In the instructions complained of, the court was merely saying that if the testimony referred to were accepted by the jury, then a verdict of guilty of first degree murder was in order. Can anyone question ■the correctness of this statement? The primary duty of a trial judge in charging a jury is to clarify the issues so that the jury may understand the questions to be resolved: Commonwealth v. Malone, 354 Pa. 180, 47 A. 2d 445 (1946). In Commonwealth v. Gable, 323 Pa. 449, 187 Atl. 393 (1936), this Court held that where the trial judge charged, in referring to the evidence produced by the Commonwealth, that it contained every element necessary to make out a crime of murder in the first degree, and that if such testimony were believed it would be the duty of the jury to render such a verdict, that such instructions did not constitute an improper expression of opinion by the court, where the charge in its entirety left the finding of fact up to the jury. See also, Commonwealth v. Amzie, 322 Pa. 193, 185 Atl. 272 (1936).

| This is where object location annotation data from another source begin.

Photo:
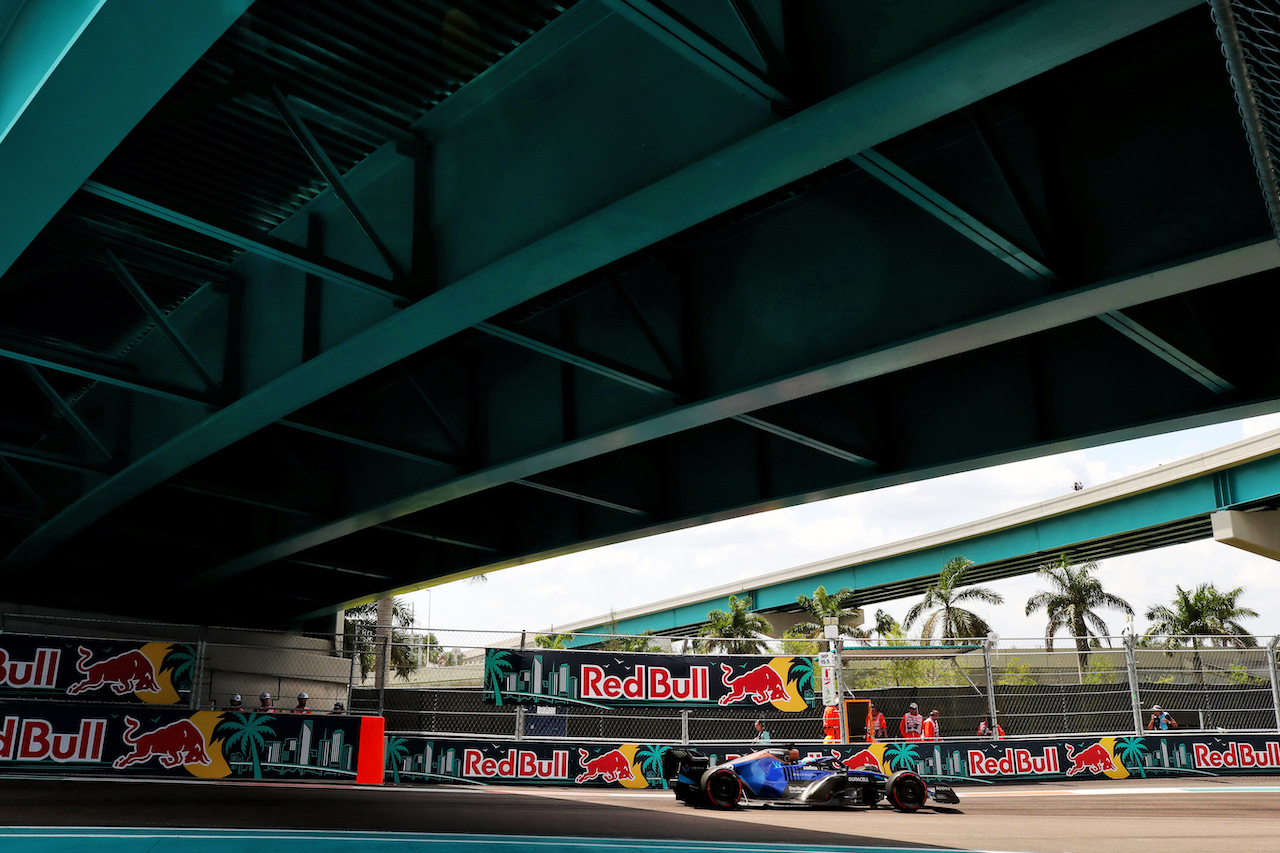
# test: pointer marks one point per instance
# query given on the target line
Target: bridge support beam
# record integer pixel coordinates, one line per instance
(1253, 532)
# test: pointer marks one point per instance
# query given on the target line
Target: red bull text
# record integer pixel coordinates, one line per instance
(762, 685)
(519, 763)
(612, 766)
(648, 683)
(1237, 755)
(1014, 762)
(36, 740)
(40, 673)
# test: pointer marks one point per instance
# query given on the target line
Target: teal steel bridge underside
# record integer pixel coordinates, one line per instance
(1173, 512)
(309, 301)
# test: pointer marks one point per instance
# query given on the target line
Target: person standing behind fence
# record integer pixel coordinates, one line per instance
(913, 724)
(1161, 719)
(876, 726)
(932, 726)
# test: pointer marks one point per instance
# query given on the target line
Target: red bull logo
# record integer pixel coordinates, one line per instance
(648, 683)
(519, 763)
(126, 673)
(40, 673)
(864, 758)
(762, 685)
(1237, 755)
(1096, 760)
(612, 766)
(176, 743)
(36, 740)
(1014, 762)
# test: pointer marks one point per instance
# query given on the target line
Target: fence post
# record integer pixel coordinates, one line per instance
(1130, 661)
(991, 682)
(383, 655)
(1275, 679)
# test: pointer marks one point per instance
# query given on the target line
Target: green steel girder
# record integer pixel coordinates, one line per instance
(113, 62)
(865, 114)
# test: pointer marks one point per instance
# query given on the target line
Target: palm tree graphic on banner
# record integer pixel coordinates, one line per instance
(397, 748)
(182, 661)
(1132, 751)
(496, 666)
(801, 674)
(901, 756)
(246, 733)
(650, 766)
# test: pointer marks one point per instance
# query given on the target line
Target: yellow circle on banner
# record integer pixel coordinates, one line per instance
(794, 701)
(168, 694)
(216, 767)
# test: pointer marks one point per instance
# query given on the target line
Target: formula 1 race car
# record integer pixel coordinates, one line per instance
(775, 779)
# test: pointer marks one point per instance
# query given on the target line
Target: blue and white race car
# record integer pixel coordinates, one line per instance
(778, 779)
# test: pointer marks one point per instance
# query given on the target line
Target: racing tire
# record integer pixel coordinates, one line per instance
(722, 788)
(906, 790)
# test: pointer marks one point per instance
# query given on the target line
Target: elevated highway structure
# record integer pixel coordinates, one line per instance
(1230, 495)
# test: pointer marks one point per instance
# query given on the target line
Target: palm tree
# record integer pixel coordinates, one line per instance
(246, 731)
(885, 624)
(945, 594)
(650, 762)
(736, 632)
(1205, 612)
(1072, 602)
(901, 756)
(1132, 752)
(360, 638)
(496, 666)
(822, 606)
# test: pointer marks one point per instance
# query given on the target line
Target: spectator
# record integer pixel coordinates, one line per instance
(830, 724)
(931, 728)
(912, 724)
(876, 729)
(1161, 719)
(986, 731)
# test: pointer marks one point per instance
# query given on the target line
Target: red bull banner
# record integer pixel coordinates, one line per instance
(54, 667)
(640, 765)
(105, 740)
(620, 679)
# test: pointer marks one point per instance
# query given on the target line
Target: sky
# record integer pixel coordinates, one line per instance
(593, 583)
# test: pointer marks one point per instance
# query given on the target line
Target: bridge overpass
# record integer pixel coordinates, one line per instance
(1230, 495)
(304, 302)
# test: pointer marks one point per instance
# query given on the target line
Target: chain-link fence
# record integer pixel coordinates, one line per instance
(433, 680)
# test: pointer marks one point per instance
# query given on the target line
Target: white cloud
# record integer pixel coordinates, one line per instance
(631, 574)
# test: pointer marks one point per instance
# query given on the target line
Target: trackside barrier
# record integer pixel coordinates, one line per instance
(110, 740)
(638, 765)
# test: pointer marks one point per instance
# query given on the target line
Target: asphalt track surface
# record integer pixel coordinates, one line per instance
(1130, 816)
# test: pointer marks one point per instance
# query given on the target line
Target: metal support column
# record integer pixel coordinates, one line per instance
(1130, 660)
(1275, 679)
(987, 646)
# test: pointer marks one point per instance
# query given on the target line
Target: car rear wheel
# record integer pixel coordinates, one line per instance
(906, 790)
(722, 787)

Lastly, defendant urges that the trial court committed fundamental error in its charge with regard to the presumptions involved in homicide cases. The court stated, in substance, that a wilful, unlawful hilling is presumed to be malicious and murder in the second degree until the contrary appears in the evidence, and where such a killing appears, the Commonwealth has the burden of raising the crime from second degree to first degree by proof of the necessary factors *588beyond a reasonable doubt. On the other hand, if the defendant claims the crime is not murder of the second degree, but only manslaughter, the burden is on the defendant to prove essential facts which would reduce the crime to manslaughter by the preponderance of the evidence, unless such facts already appear in the evidence.
This argument is inspired by what this Court recently said in Commonwealth ex rel. Johnson v. Myers, 402 Pa. 451, 167 A. 2d 295. Johnson was filed more than ten months subsequent to the trial of the present case. Therein in disapproving of the instructions to juries that the defendant has the burden of reducing the crime from second degree murder to manslaughter, we specifically stated that our disapproval was to the use of such instructions thereafter. It was clearly not intended to make such retroactive. Further, the instructions in this respect fully , complied with the rules of law on the subject, long established, and in effect as of the date of defendant’s trial. See, Commonwealth v. Wucherer, 351 Pa. 305, 41 A. 2d 574 (1945); Commonwealth v. Romanic, 311 Pa. 415, 166 Atl. 902 (1933); Commonwealth v. Reed, 234 Pa. 573, 83 Atl. 601 (1912) and Commonwealth v. Carroll, 326 Pa. 135, 191 Atl. 610 (1937).
Likewise, what was said in Johnson, to the effect that malice is never presumed except in cases of “felonious homicide,” was pure dicta, wholly unnecessary to that decision and in derogation of the law of Pennsylvania as it had been previously promulgated on this subject for decades. See, Commonwealth v. Wucherer, supra; Commonwealth v. Malone, supra; Commonwealth v. Gibbs, 366 Pa. 182, 76 A. 2d 608 (1950); Commonwealth v. Bolish, 381 Pa. 500, 113 A. 2d 464 (1955); Commonwealth v. Drum, 58 Pa. 9 (1868). What was said in Johnson is not the law of Pennsylyania, has no decisional basis, and is, therefore disap*589proved. Malice is presumed not only in cases of “felonious homicide” but also in all situations wherein the Commonwealth has made out a prima facie case of wilful, deliberate and premeditated killing.
All of the assignments of error have been carefully considered. None merit the granting of a new trial.
Judgment affirmed.
Mr. Justice Cohen concurs in the result.Emphasis supplied.